CBS News is chronicling what has changed for the lives of Americans in 2020 amid the coronavirus pandemic.
Sarah Sporko’s life was starting to feel normal after the pandemic upended her last year of college. An aspiring museum curator, she had moved over an hour from home for a summer job at a museum in a former coal mining patch town in Northeastern Pennsylvania.
She hoped it would become a full-time position, but in July, on her third day of work, as COVID-19 cases rose in Luzerne County, the museum again delayed its opening and sent its staff home to work digitally. Now, with the museum still closed and her grant running out next week, Sporko doesn’t know what her future holds.

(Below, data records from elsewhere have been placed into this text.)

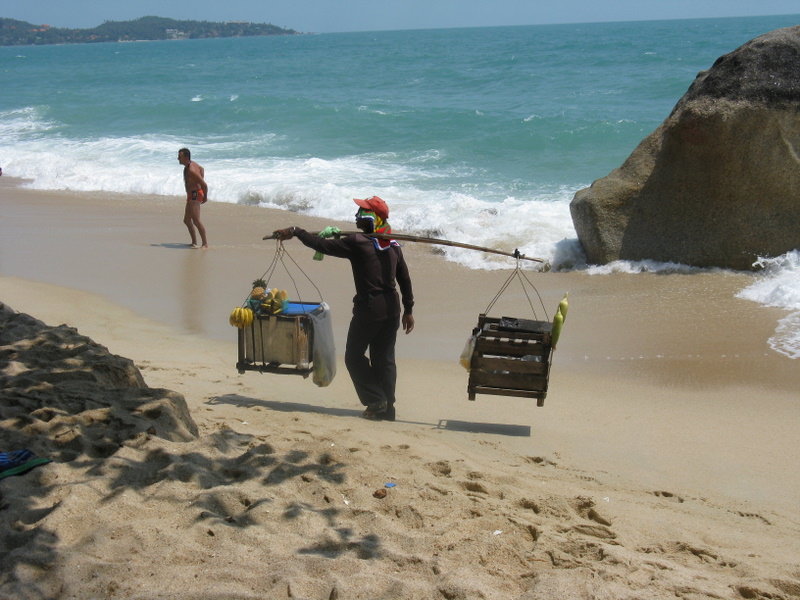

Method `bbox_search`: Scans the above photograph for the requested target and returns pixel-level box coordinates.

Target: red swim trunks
[187,190,206,204]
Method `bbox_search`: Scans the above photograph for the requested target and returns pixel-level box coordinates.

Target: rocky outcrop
[570,26,800,269]
[0,302,198,462]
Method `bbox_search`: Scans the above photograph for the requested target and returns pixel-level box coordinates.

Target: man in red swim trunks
[178,148,208,248]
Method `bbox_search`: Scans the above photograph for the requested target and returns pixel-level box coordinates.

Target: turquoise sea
[0,15,800,356]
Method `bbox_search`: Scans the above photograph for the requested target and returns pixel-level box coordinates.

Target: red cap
[353,196,389,221]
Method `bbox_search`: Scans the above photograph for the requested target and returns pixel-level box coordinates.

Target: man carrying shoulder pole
[273,196,414,421]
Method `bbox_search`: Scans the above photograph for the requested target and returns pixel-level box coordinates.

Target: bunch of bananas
[228,306,253,329]
[550,292,569,350]
[261,288,289,315]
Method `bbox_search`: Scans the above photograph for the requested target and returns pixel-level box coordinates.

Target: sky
[0,0,800,33]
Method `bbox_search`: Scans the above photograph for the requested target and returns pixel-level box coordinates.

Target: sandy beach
[0,176,800,600]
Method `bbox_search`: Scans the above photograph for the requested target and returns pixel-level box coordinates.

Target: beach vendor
[274,196,414,421]
[178,148,208,248]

“If the museum’s going to be opening soon, which we all hope it will, then there’s a possibility I might be able to stay on,” she said. “Otherwise I’m not sure what’s going to happen.”
Provided by Sarah Sporko
In June, CBS News spoke with recent Pennsylvania college and high school graduates about how their plans had been altered by the pandemic as they entered new phases of their lives during the worst job market in nearly a century. Now, as jobs begin to return, and dozens of colleges in the state begin in-person classes, recent graduates say the future still feels uncertain but they’re getting used to not being able to make long-term plans.
Sporko, who graduated from Misericordia University in the spring, was spending her last semester of college in Washington as an intern at the National Archives when the pandemic sent her home to Carbondale. In the spring, she applied for positions at museums in the state, but when the pandemic shuttered them, hiring stalled.
She had interned the summer before at the Weatherly, Pennsylvania, Eckley Miners’ Village Museum, a 19th-century coal patch town she said is “frozen in time” and portrays the difficult lives of Pennsylvanians who worked in mines. In late May, without a job, Sporko received some good news — a summer grant from the patch town museum materialized. But the state-run museum still hasn’t reopened to the public, and Sporko worries a full-time job might not become available, since museums across the country are continuing to struggle with shutdowns and lower traffic.
In a June survey of over 750 museum directors in the U.S. by Dynamic Benchmarking, 44% said they had laid off or furloughed some staff, and one-third were not confident their museums could survive 16 months without financial assistance.
“I’m kind of just kind of getting used to living with this uncertainty, which is really sad because we shouldn’t have to live with uncertainty in our lives,” she said. “Every week, we should know what to expect the next week instead of our lives changing from week to week. So I’m just trying to do my best and try to do it week-to-week, day-to-day.”
Whether or not the museum job works out, Sporko is locked into an apartment lease near the patch town museum for nearly a year longer. She has a part-time job as a shift manager at a local CVS to fall back on and said she could pick up more shifts to cover rent and expenses if the museum doesn’t offer her a full-time job. But she said that would put her career on hold.
“I’m regrouping again and looking to see what other opportunities are out there. I’m trying to broaden my field,” Sporko said. “I think eventually there’ll be a way for the museum to reopen. But right now I’m in a holding pattern.”
In any case, she’s grown sanguine about the unexpected changes the pandemic continues to bring.
“It’s very uneasy, but it’s the world. This is how it’s been for the last two months,” Sporko said. “So you get used to it after a little bit.”